Love him and his music or not, Bob Dylan is considered by many to be one of the greatest lyricists of all time. He has recorded 36 studio albums, written hundreds of songs, and is still touring the world, performing at dozens of concerts each year. Not bad for a 74-year-old grandpa who started his career more than 5 decades ago. He’s been recognized so many times that Wikipedia has a separate page to list all of his awards and nominations.
But what is it that draws people to his songs? Do his lyrics have a particular essence? Are they happy or sad? Does Dylan sing primarily about himself and his experiences? What words does he use most frequently? If you’ve ever wondered about any of this, my latest viz, and a submission to Tableau’s IronViz Music Viz Contest, attempts to help answer these questions. In this post I break down how I approached the challenge of finding new ways to understand Dylan through text analysis of his lyrics.
I started this project by first determining where to source my primary data set – the lyrics! There are many websites out there that archive song lyrics, but I decided to rely on Dylan’s official website, presumably the most reliable source of information about the artist and his writing. Most of his songs do indeed have listed lyrics; I say most because several songs are missing lyrics and a handful of pieces are instrumental. I used import.io to scrape albums and song lists, as well as lyrics. All you need to do this yourself is use their free app, available on their website. Be sure to check out the tutorials in the Help sections to get started. The program is fairly easy to use but video-walkthroughs will likely save you time and some potential frustration.
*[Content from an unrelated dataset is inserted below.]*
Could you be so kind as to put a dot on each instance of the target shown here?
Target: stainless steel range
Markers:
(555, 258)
I scraped the lyrics twice. For text analysis in Tableau I needed each line in a separate row and for sentiment analysis (more on this later) I wanted to have the text of the whole song in a single row.
Preparing data for Tableau
After training import.io’s crawler to separate each line into its own row, this is what I got:
What I eventually wanted to end up with was each word in a separate row. To achieve this, I took the data to Tableau and used the INDEX() function to number each line, Restarting Every song. I copied the resulting crosstab back to Excel and used Excel’s Text-to-Columns command to split each line into words, using space as a delimiter. I then added numbering to each column of words:
From there, I relied on Tableau’s free data reshape tool to convert my wide data into a long format. This gave me the table like below, with each word identified by the line number and the word’s location in the line. The only thing lost in translation were paragraph breaks between verses, but I can live with that.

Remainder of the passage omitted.